また感想戦は、第3図と第1図の前後と中心でした。
第3図では、▲3六馬△3ニ飛▲4五馬が最善というのは、前回書いた通り。
問題は第1図前後
「既にイビアナ側おかしい」と感じなければダメと書きましたが、第一の疑問が「すんなりと石田流に組めている」点。
第二の疑問が先手の8六の角
この角は、▲6八角△5四歩▲8六角という手順を経ています。
イビアナ側は、▲5五歩から戦いを起こすことを想定し、振飛車に△5四歩と指させるために角を動かしたのですが、7七角6六銀型で▲5五歩でなければおかしいのです
また第一の疑問について、△3四飛の瞬間に▲4六銀と出来れば、振飛車側は石田流には組めません。

この辺りは、以前日記で書いたことがあります。
イビアナ側は角と右銀の位置、石田流側は△5四歩と△4五歩のタイミング。
形によって優劣があり、優劣がつかないようにお互い進めるわけですが、私の知識の範囲ではイビアナ側に分があります。
そういう意味で、島八段の指し手は、イビアナ感覚が染み付いていないと思いました。
はっきり言うと「見損なった」わけです。

今も昔も、全国区と呼ばれている人が、今回の島八段のような指し方をすることがあります。
私が通っていた調布将棋センターが凄かったのは、今回私が島八段に抱いたようなことを、皆平然と「おかしいでしょ」と言い合い、感覚を共有出来ていたところ。
そこそこ名が通っている県代表や学生強豪でも、調布メンバーと同じ感覚を共有出来なければ、容赦なく切り捨てられました。
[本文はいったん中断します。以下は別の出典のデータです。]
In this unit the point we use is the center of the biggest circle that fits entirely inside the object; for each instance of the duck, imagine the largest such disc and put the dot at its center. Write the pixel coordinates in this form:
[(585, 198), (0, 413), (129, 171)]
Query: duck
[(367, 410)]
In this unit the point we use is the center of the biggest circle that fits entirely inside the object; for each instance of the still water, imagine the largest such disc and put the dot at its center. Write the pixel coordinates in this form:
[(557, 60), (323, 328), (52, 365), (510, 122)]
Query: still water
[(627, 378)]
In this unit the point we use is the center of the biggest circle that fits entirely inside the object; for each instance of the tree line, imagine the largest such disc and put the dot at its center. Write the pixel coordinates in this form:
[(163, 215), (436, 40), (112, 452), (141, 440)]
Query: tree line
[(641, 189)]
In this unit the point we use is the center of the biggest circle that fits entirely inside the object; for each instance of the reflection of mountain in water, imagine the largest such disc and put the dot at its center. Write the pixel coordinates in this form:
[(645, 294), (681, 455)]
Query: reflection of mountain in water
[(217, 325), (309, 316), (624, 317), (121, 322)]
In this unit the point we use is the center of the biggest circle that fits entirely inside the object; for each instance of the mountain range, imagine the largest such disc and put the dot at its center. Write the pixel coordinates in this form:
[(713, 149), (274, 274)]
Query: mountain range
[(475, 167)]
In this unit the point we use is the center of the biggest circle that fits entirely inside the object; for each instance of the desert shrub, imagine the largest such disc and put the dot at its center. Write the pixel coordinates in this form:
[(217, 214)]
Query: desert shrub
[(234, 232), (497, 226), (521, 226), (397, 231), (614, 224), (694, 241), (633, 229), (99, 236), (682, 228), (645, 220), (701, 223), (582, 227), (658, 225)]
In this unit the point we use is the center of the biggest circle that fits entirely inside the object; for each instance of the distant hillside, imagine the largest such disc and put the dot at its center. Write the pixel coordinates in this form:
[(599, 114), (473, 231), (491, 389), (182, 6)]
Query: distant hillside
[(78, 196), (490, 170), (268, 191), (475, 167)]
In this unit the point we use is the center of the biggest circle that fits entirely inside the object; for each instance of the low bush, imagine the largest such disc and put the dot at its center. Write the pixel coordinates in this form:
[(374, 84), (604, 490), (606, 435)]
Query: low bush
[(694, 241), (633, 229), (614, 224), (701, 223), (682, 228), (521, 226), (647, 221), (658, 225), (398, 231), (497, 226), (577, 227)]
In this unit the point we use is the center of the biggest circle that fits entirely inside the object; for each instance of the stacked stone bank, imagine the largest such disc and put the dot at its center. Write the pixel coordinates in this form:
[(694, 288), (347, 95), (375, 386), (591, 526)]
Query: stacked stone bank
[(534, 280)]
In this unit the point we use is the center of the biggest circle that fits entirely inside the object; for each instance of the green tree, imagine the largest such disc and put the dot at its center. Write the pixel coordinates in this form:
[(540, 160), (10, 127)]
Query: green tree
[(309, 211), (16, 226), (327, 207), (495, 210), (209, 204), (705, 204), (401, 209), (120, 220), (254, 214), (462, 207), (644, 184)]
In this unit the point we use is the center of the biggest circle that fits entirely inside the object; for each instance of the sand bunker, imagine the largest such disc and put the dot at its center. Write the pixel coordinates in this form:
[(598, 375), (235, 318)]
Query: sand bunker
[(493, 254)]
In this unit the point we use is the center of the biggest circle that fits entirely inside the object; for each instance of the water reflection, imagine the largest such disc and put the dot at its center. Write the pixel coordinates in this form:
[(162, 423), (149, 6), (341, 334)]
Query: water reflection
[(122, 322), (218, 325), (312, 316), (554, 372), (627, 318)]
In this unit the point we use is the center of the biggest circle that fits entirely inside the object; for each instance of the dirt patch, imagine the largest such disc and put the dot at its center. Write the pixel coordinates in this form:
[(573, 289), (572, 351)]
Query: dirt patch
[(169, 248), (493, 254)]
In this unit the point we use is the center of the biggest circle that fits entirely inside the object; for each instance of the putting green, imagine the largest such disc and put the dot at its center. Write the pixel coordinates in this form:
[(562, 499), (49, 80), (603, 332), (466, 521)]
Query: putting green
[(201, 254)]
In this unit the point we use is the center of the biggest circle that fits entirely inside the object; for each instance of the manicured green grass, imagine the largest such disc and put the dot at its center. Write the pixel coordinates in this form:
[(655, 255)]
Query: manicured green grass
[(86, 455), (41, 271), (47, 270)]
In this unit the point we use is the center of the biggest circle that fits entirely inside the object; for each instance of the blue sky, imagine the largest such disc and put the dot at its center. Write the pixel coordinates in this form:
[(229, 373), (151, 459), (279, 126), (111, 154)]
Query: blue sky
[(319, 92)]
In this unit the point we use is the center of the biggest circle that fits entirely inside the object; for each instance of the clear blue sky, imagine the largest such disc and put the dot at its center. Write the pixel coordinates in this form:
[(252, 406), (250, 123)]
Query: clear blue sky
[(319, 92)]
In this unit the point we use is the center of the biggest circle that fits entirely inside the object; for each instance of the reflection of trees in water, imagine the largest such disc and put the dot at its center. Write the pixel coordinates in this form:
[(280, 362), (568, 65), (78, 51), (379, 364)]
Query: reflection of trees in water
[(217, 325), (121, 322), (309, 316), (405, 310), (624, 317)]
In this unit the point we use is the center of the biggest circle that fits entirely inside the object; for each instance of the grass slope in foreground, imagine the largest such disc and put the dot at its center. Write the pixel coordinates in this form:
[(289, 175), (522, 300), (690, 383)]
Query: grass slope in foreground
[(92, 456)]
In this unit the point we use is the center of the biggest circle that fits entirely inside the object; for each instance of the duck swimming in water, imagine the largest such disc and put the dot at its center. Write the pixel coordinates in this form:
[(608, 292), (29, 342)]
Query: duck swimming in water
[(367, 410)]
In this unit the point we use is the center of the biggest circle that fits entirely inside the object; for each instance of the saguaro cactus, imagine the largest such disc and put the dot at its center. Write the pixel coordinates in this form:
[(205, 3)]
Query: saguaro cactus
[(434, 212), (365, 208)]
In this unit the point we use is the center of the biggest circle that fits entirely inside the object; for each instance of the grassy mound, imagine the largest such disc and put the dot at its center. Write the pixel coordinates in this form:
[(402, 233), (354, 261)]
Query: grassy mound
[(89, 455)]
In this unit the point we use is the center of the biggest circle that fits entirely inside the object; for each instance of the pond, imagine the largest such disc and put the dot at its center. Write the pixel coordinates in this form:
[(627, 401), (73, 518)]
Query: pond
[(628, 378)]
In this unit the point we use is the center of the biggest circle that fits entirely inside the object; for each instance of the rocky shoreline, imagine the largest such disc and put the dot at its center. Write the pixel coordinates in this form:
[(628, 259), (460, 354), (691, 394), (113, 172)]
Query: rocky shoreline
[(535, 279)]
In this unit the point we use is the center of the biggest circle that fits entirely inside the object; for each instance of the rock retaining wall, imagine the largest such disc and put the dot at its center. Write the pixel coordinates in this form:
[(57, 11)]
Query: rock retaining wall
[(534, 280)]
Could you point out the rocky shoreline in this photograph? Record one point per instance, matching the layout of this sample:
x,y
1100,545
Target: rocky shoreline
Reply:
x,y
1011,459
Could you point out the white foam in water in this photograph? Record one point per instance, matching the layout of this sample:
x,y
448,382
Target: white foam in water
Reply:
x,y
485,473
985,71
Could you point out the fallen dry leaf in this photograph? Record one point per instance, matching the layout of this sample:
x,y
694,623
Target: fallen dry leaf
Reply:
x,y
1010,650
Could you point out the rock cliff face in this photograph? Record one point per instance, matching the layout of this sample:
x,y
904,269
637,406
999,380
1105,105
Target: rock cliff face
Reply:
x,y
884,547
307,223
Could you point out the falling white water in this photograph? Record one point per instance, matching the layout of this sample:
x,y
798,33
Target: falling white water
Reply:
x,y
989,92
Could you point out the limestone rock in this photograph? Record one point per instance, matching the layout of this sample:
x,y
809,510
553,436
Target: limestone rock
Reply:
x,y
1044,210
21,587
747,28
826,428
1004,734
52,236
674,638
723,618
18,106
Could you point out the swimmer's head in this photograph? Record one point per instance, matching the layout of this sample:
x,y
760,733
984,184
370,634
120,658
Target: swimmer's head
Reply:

今思うとそれによる弊害もあったけど(笑)。
今回の野月七段のように、微妙な差をしっかり咎められるのが昔の調布であり、勝ち切れないのも、また調布だったのかな。

NHK杯島-野月戦

2007年02月11日 | 棋譜
振飛車-イビアナ戦における、振飛車の勝ち方のお手本になるような対局でした
一見、理想的な捌きから野月七段の完勝譜ですが、実際は次善手なら逆転という局面も多かったと思います。
プロの技術で正確に勝ち切った印象で、久々に良い対局が見れました

以下にポイントとなった局面、指し手を紹介していますが、私は半分しか当たらず、勝ち切れなかったと思います。
「振飛車が理想的に勝った試合」でなく、その他多数の「玉の遠さを生かしたイビアナらしい試合」になったことでしょう。むかつくけど

第1図は、私がTVの電源を入れた時の局面。
    

第1図以下:△6三銀左▲5四歩△同金▲5五銀△6五金▲5九飛(第2図)

この時点で、振飛車党は「既にイビアナ側おかしい」と、アンテナにピピっと来てなくてはいけません
その後の指し手が伴うかどうかは別にして、「おかしい」と感じることが必要です。
第2図は、棋譜並べをしていてもスルーしそうな局面ですが、こういう局面こそイビアナ攻略のコツがあります
    

第2図以下:△5四歩▲6六銀△7六金▲6八角△3六歩(図略)

普通に考えたら△5六歩ですが、以前、大山15世名人の棋譜を並べた時、△5六歩のような拠点重視でなく、△5四歩のように自陣重視の歩を多く見かけました。
振飛車がイビアナ相手に局面をリードする場合、飛の働きの差や馬の活用などで主張することが多いですが、△5六歩のように「更に主張」すると、全部が全部主張し切れないんですね。
△5四歩~△3六歩までの手順は、主張するポイントを1つに絞っています。
イビアナはどうせ暴れてくるので、それなら△5四歩の方が暴れられた時に有効という考え方。振飛車十分です!

第3図は、第2図から進展した局面。
    

第3図以下:▲2八馬△3九角▲2七馬△5七角成▲3六馬△3二飛▲4五馬△3八飛成▲4六馬△同馬▲同飛△4五歩▲同飛(第4図)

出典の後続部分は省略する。